The spectrum of a linear operator $A:V \to W$ between $\mathbb{F}$-vector spaces (in most cases $\mathbb{F} \in \{\mathbb{R}, \mathbb{C}\})$ is the set of all possible eigenvalues of $A$. Put concretely

$$\operatorname{spec}(A) := \{\lambda \in \mathbb{F}\mid \exists x \in V \setminus \{0\}: Ax = \lambda x\}$$

Now,

$A$ has eigenvalue $0$
$\iff \exists x \neq 0: Ax = 0x = 0$
$\iff \ker A \neq 0$
$\iff A$ is non-injective

thus an operator is not injective if and only if $0$ belongs to the spectrum.

 

[fresh_42]

Maybe this is of more help: https://www.physicsforums.com/insights/hilbert-spaces-relatives-part-ii/
However, a precise definition is a bit more than just saying: The spectrum are the eigenvalues. One has to distinguish the spectrum of an operator and its point spectrum which are the eigenvalues. E.g. (the closure of) the Dirac operator of the free electron has a spectrum $(-\infty,-1] \cup [1,\infty)$ but no eigenvalues.
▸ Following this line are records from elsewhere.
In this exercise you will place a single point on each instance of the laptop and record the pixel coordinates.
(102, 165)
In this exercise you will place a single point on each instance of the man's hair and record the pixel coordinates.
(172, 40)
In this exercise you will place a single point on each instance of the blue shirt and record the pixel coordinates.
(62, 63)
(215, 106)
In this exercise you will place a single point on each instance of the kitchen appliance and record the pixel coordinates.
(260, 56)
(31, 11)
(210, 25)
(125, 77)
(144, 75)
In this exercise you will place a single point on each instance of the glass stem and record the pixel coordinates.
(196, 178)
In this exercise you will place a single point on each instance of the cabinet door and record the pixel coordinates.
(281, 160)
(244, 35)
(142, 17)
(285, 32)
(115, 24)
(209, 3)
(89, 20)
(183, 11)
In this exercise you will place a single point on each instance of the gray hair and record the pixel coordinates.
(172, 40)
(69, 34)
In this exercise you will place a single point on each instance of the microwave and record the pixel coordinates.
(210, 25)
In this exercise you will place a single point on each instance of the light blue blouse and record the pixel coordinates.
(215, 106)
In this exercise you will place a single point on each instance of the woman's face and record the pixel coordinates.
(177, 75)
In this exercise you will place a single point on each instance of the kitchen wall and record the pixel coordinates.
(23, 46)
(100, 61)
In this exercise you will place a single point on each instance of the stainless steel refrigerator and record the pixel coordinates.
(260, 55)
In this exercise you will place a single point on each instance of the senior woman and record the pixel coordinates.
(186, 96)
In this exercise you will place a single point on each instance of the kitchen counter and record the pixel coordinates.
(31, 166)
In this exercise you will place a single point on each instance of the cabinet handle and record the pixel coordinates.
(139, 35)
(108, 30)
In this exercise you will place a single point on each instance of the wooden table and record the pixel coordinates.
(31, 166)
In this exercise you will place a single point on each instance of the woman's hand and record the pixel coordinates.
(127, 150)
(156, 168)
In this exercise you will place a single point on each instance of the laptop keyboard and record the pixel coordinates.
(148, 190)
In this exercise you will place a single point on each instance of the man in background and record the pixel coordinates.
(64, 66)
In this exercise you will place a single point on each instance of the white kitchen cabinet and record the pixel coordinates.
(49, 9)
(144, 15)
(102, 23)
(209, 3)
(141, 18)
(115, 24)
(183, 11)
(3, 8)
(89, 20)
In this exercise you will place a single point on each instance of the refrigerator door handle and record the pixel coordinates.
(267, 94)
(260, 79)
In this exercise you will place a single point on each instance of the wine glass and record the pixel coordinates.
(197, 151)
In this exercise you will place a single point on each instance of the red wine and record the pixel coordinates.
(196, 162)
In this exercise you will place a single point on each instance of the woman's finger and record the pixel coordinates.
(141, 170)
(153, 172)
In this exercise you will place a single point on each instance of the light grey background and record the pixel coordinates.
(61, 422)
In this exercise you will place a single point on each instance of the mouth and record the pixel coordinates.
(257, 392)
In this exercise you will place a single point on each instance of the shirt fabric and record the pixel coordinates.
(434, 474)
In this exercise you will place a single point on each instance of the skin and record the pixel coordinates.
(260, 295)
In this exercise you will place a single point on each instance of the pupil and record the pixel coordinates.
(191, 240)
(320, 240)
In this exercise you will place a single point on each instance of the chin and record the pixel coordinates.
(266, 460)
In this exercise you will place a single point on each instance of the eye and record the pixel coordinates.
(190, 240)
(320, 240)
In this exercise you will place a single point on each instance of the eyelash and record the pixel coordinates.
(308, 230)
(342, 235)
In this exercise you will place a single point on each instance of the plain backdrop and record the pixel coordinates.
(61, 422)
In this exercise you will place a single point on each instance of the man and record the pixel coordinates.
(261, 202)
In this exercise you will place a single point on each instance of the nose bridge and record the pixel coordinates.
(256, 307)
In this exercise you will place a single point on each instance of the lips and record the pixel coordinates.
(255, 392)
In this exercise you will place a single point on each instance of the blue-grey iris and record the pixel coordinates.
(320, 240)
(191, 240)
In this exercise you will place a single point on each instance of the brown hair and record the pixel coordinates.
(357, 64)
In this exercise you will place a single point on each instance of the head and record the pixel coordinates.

A number is in the spectrum of an operator $\lambda\in \sigma(T)$ if the operator $\lambda−T$ is either not invertible or unbounded.

Your first example $A(f(x))=\sin x f(x)$ is bounded, but has no eigenvalues, so $\lambda - A$ must be invertible: $(\lambda -A)^{-1} (f(x)) := \dfrac{f(x)}{\lambda - \sin x}$, and the spectrum is empty.

Your second example is unbounded, and so are $\lambda -A$ for all $\lambda$. In this case all numbers are in the spectrum.

A non trivial example is the one I mentioned above, a simple one is $A(f) = cf$ with a spectrum $\{\,c\,\}$.

 

[member 428835]

Now,

$A$ has eigenvalue $0$
$\iff \exists x \neq 0: Ax = 0x = 0$
$\iff \ker A \neq 0$
$\iff A$ is non-injective

thus an operator is not injective if and only if $0$ belongs to the spectrum.

So you're talking about an operator being injective, which is only a necessary condition for invertibility, right? I don't see how a matrix $A$ being injective implies anything about invertibility.

Also, does $A$ have $0$ as an eigenvalue? In the first example we have $(\lambda - \sin x)f(x) = 0$ and $\lambda = 0 \implies -\sin x f(x) = 0 \implies f(x) = 0$, which seems wrong.

 

[fresh_42]

So you're talking about an operator being injective, which is only a necessary condition for invertibility, right? I don't see how a matrix $A$ being injective implies anything about invertibility.

I guess @Math_QED talked only about the point spectrum. This is a subset of the spectrum. All eigenvalues are in the spectrum, but not the other way around.

Also, does $A$ have $0$ as an eigenvalue? In the first example we have $(\lambda - \sin x)f(x) = 0$ and $\lambda = 0 \implies -\sin x f(x) = 0 \implies f(x) = 0$, which seems wrong.

It is wrong. An eigenvalue zero requires an eigenvector unequal zero. The spectrum is empty in this case.

 

[member 428835]

Thanks!